Je n'ai pas le temps d'évoquer en détail à cette tribune les mesures que nous avons suggérées pour hisser la proposition de règlement à un haut niveau de protection et pallier certaines lacunes. Nous avons pris en considération, comme l'a rappelé André Gattolin, les risques de l'intelligence artificielle, mais également les progrès fulgurants qu'elle rend possibles. Elle n'est en effet ni positive ni négative : en réalité, sa valeur dépend intrinsèquement de l'usage qui en est fait.
L'intelligence artificielle peut nous aider à résoudre des questions environnementales, de santé, de productivité, toutes questions stratégiques ; d'où la nécessité, pour l'Europe, de soutenir l'innovation !
Or par manque de stratégie industrielle ces dernières années, l'Europe a été largement distancée par les États-Unis et la Chine, car ces États ont massivement investi dans la recherche et le développement de leurs propres entreprises, qui dominent aujourd'hui le monde.
Si l'Europe ne veut pas totalement disparaître de la carte des technologies de demain, monsieur le ministre, elle doit se réveiller et sortir de ces dépendances dangereuses.
Avec l'Inflation Reduction Act, les États-Unis vont investir près de 348 milliards de dollars.

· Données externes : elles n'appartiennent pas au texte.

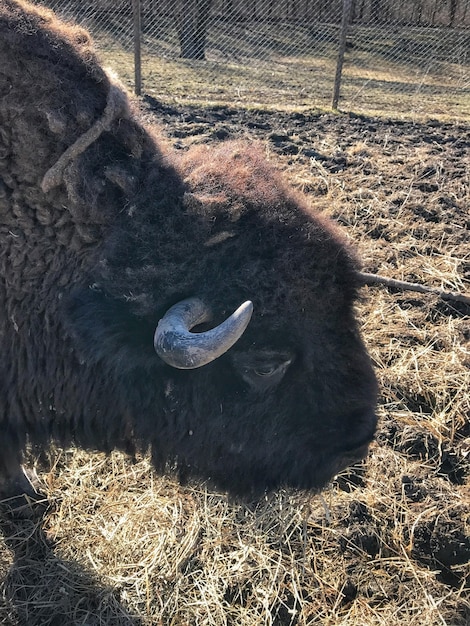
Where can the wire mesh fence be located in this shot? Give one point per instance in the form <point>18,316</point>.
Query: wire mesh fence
<point>401,57</point>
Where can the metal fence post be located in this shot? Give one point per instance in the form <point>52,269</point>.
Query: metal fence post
<point>137,50</point>
<point>347,4</point>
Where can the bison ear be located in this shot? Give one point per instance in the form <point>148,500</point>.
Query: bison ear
<point>101,327</point>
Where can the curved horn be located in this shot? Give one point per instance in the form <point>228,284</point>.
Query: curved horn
<point>177,346</point>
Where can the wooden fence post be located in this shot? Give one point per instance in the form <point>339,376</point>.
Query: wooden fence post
<point>137,51</point>
<point>347,4</point>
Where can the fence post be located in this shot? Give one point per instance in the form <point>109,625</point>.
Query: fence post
<point>342,48</point>
<point>137,51</point>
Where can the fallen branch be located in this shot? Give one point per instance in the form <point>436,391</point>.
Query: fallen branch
<point>375,279</point>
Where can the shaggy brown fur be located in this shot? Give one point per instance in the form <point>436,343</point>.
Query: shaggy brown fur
<point>100,233</point>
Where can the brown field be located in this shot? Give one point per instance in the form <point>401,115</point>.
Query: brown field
<point>389,542</point>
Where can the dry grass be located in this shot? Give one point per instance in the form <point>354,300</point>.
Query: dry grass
<point>371,84</point>
<point>389,543</point>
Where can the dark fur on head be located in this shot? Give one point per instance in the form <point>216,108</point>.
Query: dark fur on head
<point>89,267</point>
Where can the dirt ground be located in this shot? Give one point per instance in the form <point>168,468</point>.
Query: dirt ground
<point>389,543</point>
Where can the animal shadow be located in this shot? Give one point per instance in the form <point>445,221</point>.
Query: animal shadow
<point>37,588</point>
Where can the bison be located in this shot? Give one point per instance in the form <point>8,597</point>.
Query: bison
<point>189,305</point>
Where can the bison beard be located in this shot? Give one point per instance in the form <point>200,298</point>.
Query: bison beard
<point>102,231</point>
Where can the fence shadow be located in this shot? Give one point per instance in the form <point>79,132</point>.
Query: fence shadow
<point>38,588</point>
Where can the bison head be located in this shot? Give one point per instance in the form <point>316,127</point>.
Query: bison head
<point>284,398</point>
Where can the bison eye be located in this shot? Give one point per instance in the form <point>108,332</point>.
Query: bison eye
<point>267,370</point>
<point>262,370</point>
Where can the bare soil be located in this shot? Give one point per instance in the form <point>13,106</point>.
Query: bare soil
<point>389,543</point>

On en est loin en Europe ! Il nous faut pourtant un minimum d'investissements dans l'intelligence artificielle, dans le cloud et dans les réseaux, ce qui n'est pas vraiment prévu dans la boussole numérique pour 2030, qui est censée constituer le plan d'action de l'Union en la matière.
Il faut donc une réglementation exigeante, mais aussi une formation et une information de tous, pour ne pas se laisser dominer par une élite technologique seule capable de décider de notre avenir, ainsi qu'un investissement dans la recherche et un soutien assumé à notre écosystème européen, grâce à un Buy European Act : tel est le triptyque pour lequel je ne cesse de plaider.
La maîtrise des technologies les plus avancées est devenue un enjeu géopolitique. Cette approche n'est donc pas du protectionnisme ; c'est la seule manière de promouvoir un monde fondé sur nos valeurs fondamentales, un monde qui n'exprime ni le modèle business above all de la big tech – le profit avant la sécurité – ni le modèle du contrôle social par le parti communiste chinois.
L'Europe doit aussi peser dans les instances mondiales où s'élaborent les protocoles et les standards. Elle doit peser, monsieur le ministre, dans l'élaboration du Pacte numérique mondial proposé par les Nations unies pour 2024.
Ce cadre d'engagement universel, au sujet duquel j'ai défendu, au nom de l'Assemblée parlementaire de la francophonie (APF), un rapport devant l'Organisation internationale de la francophonie (OIF), doit absolument comprendre des mesures claires en faveur d'une intelligence artificielle qui soit au service de l'humain, fiable et éthique. Il y a là un enjeu de civilisation.